The precursor_of() function is similar, but instead of searching for a unique superclass it accepts the superclass as an argument.  It then returns an internal function that will invoke the correct method implementation when it is called.  (This is why there is another set of parentheses in the call marked in blue in the code above; this is where you would provide any arguments to the super method.)

You can find the full implementation in my github repo yishaif/parseltongue, in the extensions/super directory; tests are in extensions/tests.

Of course, using reflection for every super call is not advisable.  This implementation is just an example of how this could work; an efficient implementation would have to be part of the Python compiler.
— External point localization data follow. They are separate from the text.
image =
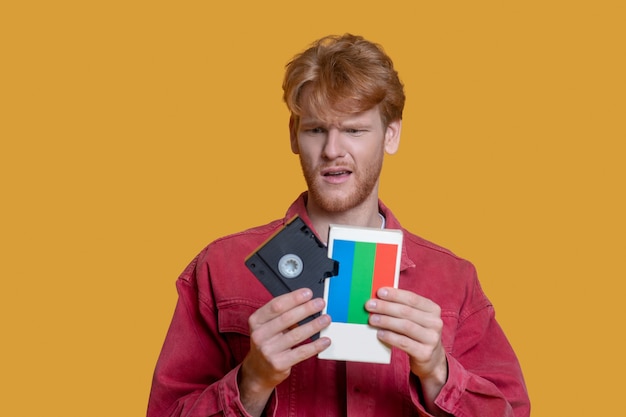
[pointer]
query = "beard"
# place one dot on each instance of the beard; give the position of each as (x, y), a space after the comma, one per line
(337, 201)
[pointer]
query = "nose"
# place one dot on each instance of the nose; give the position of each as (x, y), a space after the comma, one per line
(333, 147)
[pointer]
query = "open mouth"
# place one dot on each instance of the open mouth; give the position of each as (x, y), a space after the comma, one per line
(337, 173)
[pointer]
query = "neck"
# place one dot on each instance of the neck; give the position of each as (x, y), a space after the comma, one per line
(364, 215)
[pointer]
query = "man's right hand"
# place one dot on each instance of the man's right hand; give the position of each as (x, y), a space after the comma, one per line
(275, 339)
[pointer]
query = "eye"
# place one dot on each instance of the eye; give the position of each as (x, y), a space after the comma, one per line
(315, 130)
(355, 132)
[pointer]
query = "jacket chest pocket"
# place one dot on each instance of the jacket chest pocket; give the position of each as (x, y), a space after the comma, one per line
(232, 318)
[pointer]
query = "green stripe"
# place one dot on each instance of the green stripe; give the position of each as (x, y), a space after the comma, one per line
(362, 275)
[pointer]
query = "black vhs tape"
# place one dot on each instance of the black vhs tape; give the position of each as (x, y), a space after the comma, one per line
(293, 258)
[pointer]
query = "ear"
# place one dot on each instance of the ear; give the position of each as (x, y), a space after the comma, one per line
(392, 136)
(293, 135)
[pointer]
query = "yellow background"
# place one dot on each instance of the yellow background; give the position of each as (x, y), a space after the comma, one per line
(133, 133)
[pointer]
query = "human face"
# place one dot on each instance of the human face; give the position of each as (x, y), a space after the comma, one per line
(342, 158)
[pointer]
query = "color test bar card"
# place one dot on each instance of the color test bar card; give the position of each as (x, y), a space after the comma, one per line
(368, 259)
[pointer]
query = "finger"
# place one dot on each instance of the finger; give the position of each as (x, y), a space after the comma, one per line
(408, 298)
(279, 305)
(281, 324)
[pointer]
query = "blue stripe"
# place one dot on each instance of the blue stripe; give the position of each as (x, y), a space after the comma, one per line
(339, 292)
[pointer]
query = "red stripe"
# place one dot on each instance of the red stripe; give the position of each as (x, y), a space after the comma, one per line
(384, 266)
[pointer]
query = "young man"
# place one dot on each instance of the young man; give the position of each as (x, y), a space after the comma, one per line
(233, 350)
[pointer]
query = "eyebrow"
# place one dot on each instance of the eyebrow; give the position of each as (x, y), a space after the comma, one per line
(351, 122)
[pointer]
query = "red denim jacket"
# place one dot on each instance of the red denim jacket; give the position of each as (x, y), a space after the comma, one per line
(196, 373)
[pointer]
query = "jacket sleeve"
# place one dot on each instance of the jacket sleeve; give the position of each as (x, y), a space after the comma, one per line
(484, 375)
(195, 375)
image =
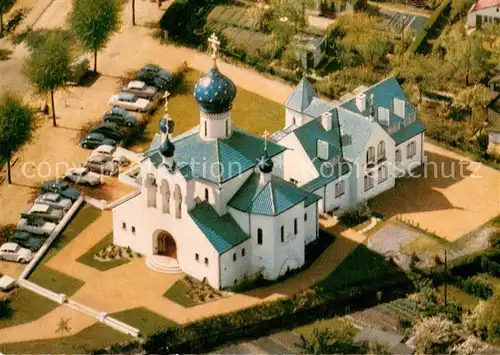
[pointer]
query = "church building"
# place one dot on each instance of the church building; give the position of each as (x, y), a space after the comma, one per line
(219, 203)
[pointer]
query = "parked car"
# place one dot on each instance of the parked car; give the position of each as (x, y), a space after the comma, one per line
(94, 140)
(35, 226)
(110, 130)
(153, 75)
(140, 89)
(110, 153)
(79, 67)
(55, 200)
(14, 252)
(45, 212)
(129, 102)
(83, 176)
(102, 165)
(27, 240)
(120, 117)
(62, 188)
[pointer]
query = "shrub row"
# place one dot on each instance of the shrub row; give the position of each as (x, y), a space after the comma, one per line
(260, 320)
(421, 37)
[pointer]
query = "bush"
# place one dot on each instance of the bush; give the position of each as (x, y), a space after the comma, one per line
(355, 216)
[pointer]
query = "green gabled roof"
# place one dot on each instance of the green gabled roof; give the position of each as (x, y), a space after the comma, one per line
(407, 132)
(218, 160)
(301, 97)
(270, 199)
(309, 134)
(222, 232)
(326, 178)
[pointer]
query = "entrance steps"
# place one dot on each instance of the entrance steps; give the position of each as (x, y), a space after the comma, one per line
(163, 264)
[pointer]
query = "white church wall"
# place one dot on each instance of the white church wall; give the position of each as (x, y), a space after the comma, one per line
(407, 163)
(303, 172)
(236, 263)
(310, 222)
(290, 252)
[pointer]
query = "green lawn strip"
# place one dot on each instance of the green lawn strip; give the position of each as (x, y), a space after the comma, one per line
(146, 321)
(89, 259)
(330, 323)
(97, 336)
(26, 306)
(361, 267)
(178, 293)
(55, 281)
(262, 114)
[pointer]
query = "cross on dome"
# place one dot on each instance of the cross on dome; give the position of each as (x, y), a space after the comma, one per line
(214, 43)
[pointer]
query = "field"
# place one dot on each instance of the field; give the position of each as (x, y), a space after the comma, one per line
(233, 15)
(263, 114)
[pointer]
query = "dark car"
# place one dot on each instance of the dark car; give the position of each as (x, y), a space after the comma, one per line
(120, 116)
(27, 240)
(155, 76)
(93, 140)
(109, 130)
(61, 187)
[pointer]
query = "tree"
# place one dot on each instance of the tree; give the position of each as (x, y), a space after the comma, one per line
(94, 21)
(16, 127)
(48, 67)
(4, 6)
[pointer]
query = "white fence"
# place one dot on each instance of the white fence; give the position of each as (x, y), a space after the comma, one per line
(45, 247)
(61, 298)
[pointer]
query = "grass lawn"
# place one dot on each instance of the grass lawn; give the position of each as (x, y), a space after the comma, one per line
(94, 337)
(251, 112)
(145, 320)
(55, 281)
(89, 260)
(26, 307)
(331, 323)
(456, 295)
(361, 267)
(178, 293)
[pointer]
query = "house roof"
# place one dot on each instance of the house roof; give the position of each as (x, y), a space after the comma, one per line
(222, 232)
(301, 97)
(484, 4)
(270, 199)
(216, 160)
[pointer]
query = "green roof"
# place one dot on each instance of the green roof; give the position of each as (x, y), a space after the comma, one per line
(217, 160)
(271, 199)
(222, 232)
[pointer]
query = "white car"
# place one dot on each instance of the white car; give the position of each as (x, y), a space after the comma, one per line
(54, 200)
(14, 252)
(35, 226)
(83, 176)
(129, 102)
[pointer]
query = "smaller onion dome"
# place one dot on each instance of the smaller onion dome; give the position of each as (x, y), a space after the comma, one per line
(215, 92)
(265, 163)
(167, 148)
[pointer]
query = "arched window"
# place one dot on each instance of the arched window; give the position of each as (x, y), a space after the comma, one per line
(381, 151)
(370, 155)
(165, 194)
(259, 236)
(178, 202)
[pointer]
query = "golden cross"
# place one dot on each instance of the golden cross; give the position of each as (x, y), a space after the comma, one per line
(214, 43)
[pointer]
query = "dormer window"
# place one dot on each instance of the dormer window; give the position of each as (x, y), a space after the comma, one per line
(399, 107)
(383, 116)
(322, 150)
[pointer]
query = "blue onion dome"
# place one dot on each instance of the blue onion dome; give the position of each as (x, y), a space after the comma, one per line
(265, 163)
(215, 92)
(167, 148)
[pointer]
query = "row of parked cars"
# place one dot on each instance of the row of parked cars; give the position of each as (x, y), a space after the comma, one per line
(39, 221)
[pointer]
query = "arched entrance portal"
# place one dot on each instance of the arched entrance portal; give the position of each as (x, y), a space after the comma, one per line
(166, 245)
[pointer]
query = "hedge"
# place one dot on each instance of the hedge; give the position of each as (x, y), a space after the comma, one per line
(260, 320)
(422, 36)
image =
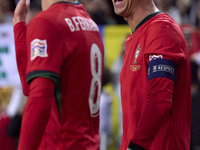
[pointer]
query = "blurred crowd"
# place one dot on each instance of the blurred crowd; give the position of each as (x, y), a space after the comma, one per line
(185, 12)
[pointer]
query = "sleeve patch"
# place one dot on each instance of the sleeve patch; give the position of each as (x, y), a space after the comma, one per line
(154, 57)
(162, 68)
(38, 48)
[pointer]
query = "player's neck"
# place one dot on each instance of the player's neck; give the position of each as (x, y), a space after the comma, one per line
(140, 14)
(47, 3)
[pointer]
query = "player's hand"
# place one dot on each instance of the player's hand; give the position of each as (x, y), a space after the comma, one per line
(21, 11)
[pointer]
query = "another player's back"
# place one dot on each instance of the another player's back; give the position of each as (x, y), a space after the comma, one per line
(78, 41)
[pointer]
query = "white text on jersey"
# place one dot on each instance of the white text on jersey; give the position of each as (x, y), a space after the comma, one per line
(75, 23)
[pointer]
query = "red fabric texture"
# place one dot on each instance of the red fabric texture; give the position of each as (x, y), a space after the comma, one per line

But what if you perversely want a static super implementation that can still perform diagonal calls?  I don't want to encourage you to do such a thing, but it can certainly be done.  Here is the windowing example using this style.  I am using the functions static_super() and  static_super_of()instead of super(), so as not to interfere with Python's builtin function.  The first is for the case in which the class has a single immediate superclass, and the second is for multiple inheritance, and takes a parameter that specified the class whose implementation is to be invoked.  The changes from the previous example are in blue.

class Window:
    def draw(self):
        print('Window.draw()')


class WindowWithBorder(Window):
    def draw_border(self):
        print('WindowWithBorder.draw_border()')

    def draw(self):
        print('WindowWithBorder.draw()')
        static_super().draw()
        self.draw_border()


class WindowWithMenu(Window):
    def draw_menu(self):
        print('WindowWithMenu.draw_menu()')

    def draw(self):
        print('WindowWithMenu.draw()')
        static_super().draw()
        self.draw_menu()


class WindowWithBorderAndMenu(WindowWithBorder, WindowWithMenu):
    def draw(self):
        print('WindowWithBorderAndMenu.draw()')
        static_super_of(Window).draw()
        self.draw_border()
        self.draw_menu()

Here are the tests, with the output:

wb = WindowWithBorder()
wb.draw()
print('***')
wm = WindowWithMenu()
wm.draw()
print('***')
wbm = WindowWithBorderAndMenu()
wbm.draw()

Output:

WindowWithBorder.draw()
Window.draw()
WindowWithBorder.draw_border()
***
WindowWithMenu.draw()
Window.draw()
WindowWithMenu.draw_menu()
***
WindowWithBorderAndMenu.draw()
Window.draw()
WindowWithBorder.draw_border()
WindowWithMenu.draw_menu()

As you can see, the results are exactly the same.  However, this form enables diagonal calls, since the static_super() object can invoke any method defined in the chosen superclass.